Here, there is a distinction between different forms of types. First, there are
monomorphic types, or __monotypes__, \\(\\tau\\), which are types such as \\(\\text{Int}\\),
\\(\\text{Int} \\rightarrow \\text{Bool}\\), \\(a \\rightarrow b\\)
and so on. These types are what we've been working with so far. Each of them
represents one (hence, "mono-"), concrete type. This is obvious in the case
of \\(\\text{Int}\\) and \\(\\text{Int} \\rightarrow \\text{Bool}\\), but
for \\(a \\rightarrow b\\) things are slightly less clear. Does it really
represent a single type, if we can put an arbtirary thing for \\(a\\)?
The answer is "yes"! Although \\(a\\) is not currently known, it stands
in place of another monotype, which is yet to be determined.
So, how do we represent polymorphic types, like that of \\(\\text{if}\\)?
We borrow some more notation from mathematics, and use the "forall" quantifier:
{{< latex >}}
\text{if} : \forall a \; . \; \text{Bool} \rightarrow a \rightarrow a \rightarrow a
{{< /latex >}}
This basically says, "the type of \\(\\text{if}\\) is \\(\\text{Bool} \\rightarrow a \\rightarrow a \\rightarrow a\\)
for all possible \\(a\\)". This new expression using "forall" is what we call a type scheme, or a polytype \\(\\sigma\\).
For simplicity, we only allow "forall" to be at the front of a polytype.
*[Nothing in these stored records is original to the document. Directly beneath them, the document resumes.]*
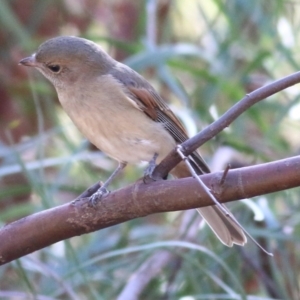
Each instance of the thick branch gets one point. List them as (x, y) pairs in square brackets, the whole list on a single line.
[(224, 121), (50, 226)]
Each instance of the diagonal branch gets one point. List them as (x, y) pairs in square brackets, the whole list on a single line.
[(189, 146), (138, 200)]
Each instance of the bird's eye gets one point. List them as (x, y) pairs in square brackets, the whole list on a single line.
[(54, 68)]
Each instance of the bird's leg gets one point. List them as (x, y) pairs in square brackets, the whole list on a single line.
[(103, 190), (150, 168)]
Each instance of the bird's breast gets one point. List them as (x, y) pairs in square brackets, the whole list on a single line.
[(114, 124)]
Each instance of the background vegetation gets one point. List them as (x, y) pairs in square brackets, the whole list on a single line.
[(202, 56)]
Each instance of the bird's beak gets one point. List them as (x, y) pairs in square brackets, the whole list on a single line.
[(29, 61)]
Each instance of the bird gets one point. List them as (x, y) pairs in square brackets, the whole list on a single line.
[(121, 113)]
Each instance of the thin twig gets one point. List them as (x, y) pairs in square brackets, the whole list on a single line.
[(189, 146)]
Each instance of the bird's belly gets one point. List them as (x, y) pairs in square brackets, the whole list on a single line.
[(128, 136)]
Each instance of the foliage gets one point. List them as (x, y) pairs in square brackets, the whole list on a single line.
[(204, 57)]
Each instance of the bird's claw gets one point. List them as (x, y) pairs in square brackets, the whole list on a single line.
[(96, 197)]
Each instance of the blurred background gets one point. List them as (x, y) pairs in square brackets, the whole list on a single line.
[(202, 57)]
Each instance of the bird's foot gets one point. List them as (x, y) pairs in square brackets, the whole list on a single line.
[(149, 170), (96, 197)]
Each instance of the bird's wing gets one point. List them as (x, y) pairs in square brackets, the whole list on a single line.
[(148, 101)]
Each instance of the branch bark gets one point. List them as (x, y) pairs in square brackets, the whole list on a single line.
[(138, 200), (171, 160)]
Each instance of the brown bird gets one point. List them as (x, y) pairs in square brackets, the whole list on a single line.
[(119, 112)]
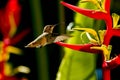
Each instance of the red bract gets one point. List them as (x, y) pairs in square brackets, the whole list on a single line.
[(103, 14), (12, 9), (98, 14)]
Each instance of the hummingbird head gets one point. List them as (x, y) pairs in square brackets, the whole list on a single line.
[(32, 45), (49, 28)]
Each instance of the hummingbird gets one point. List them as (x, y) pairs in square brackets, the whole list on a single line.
[(47, 37)]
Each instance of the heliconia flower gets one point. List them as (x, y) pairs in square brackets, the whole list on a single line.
[(112, 29), (9, 21), (113, 63), (80, 47), (97, 14)]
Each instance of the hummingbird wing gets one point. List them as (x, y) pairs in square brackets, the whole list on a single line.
[(39, 41), (61, 38)]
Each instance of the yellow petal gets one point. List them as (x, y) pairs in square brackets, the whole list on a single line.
[(101, 35), (115, 19), (91, 39), (14, 50), (106, 50), (96, 2), (89, 30)]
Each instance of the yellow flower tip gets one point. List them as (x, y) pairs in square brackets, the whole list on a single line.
[(14, 50), (115, 20), (22, 69), (13, 27)]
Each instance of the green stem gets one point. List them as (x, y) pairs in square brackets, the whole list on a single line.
[(41, 54)]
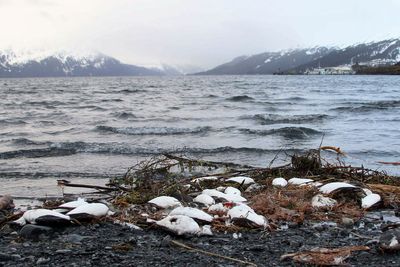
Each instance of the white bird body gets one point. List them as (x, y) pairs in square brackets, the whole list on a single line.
[(300, 181), (92, 209), (73, 204), (320, 201), (192, 213), (245, 212), (165, 202), (330, 187), (227, 197), (204, 199), (30, 216), (241, 179), (180, 225)]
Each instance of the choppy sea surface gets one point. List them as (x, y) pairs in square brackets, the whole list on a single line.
[(98, 127)]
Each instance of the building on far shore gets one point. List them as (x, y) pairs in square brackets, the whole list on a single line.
[(339, 70)]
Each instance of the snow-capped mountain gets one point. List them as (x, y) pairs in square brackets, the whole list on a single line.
[(299, 60), (14, 64)]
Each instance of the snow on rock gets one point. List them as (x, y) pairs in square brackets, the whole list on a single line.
[(330, 187), (232, 191), (254, 187), (91, 209), (367, 191), (319, 201), (192, 213), (165, 202), (218, 208), (241, 179), (300, 181), (227, 197), (204, 199), (245, 212), (370, 200), (206, 178), (180, 225), (33, 216), (279, 182), (73, 204), (390, 240)]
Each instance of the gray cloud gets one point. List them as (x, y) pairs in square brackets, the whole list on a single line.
[(202, 33)]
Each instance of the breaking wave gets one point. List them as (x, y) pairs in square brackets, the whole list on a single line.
[(240, 98), (265, 119), (287, 132), (153, 130)]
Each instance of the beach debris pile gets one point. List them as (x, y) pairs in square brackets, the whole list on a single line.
[(188, 197)]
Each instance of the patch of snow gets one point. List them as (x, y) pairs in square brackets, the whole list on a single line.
[(192, 213), (218, 208), (299, 181), (93, 209), (165, 202), (241, 179), (244, 211), (319, 201), (73, 204), (330, 187), (206, 178), (204, 199), (180, 225), (279, 182), (227, 197), (232, 191), (31, 216)]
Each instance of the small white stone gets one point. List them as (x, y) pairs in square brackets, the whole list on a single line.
[(330, 187), (279, 182), (192, 213), (93, 209), (218, 208), (204, 199), (165, 202), (320, 201), (241, 179), (244, 211), (300, 181), (180, 225)]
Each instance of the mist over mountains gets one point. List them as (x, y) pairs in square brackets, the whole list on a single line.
[(13, 65), (296, 61)]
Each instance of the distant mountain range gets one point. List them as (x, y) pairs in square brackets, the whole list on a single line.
[(67, 65), (295, 61)]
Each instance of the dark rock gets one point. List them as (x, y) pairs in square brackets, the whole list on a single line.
[(42, 260), (5, 257), (31, 231), (390, 240)]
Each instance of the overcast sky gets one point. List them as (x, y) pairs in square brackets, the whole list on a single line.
[(202, 32)]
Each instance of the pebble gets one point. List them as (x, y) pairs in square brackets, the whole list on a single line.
[(42, 260), (31, 231), (348, 222), (63, 251)]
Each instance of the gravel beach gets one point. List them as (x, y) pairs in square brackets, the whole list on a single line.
[(107, 244)]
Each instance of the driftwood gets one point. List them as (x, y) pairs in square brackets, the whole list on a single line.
[(6, 202)]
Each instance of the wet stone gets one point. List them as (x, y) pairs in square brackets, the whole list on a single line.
[(34, 232)]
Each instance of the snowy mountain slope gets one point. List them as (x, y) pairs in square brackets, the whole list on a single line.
[(299, 60), (62, 64)]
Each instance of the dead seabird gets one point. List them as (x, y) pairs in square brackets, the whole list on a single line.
[(43, 217)]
That is, expressions like
\\(a \\rightarrow \\forall b \\; . \\; b \\rightarrow b\\) are not valid polytypes as far as we're concerned.
It's key to observe that the majority of the typing rules in the above table use monotypes (\\(\\tau\\)). Only
two rules seem to mention \\(\\sigma\\): __Inst__ and __Gen__.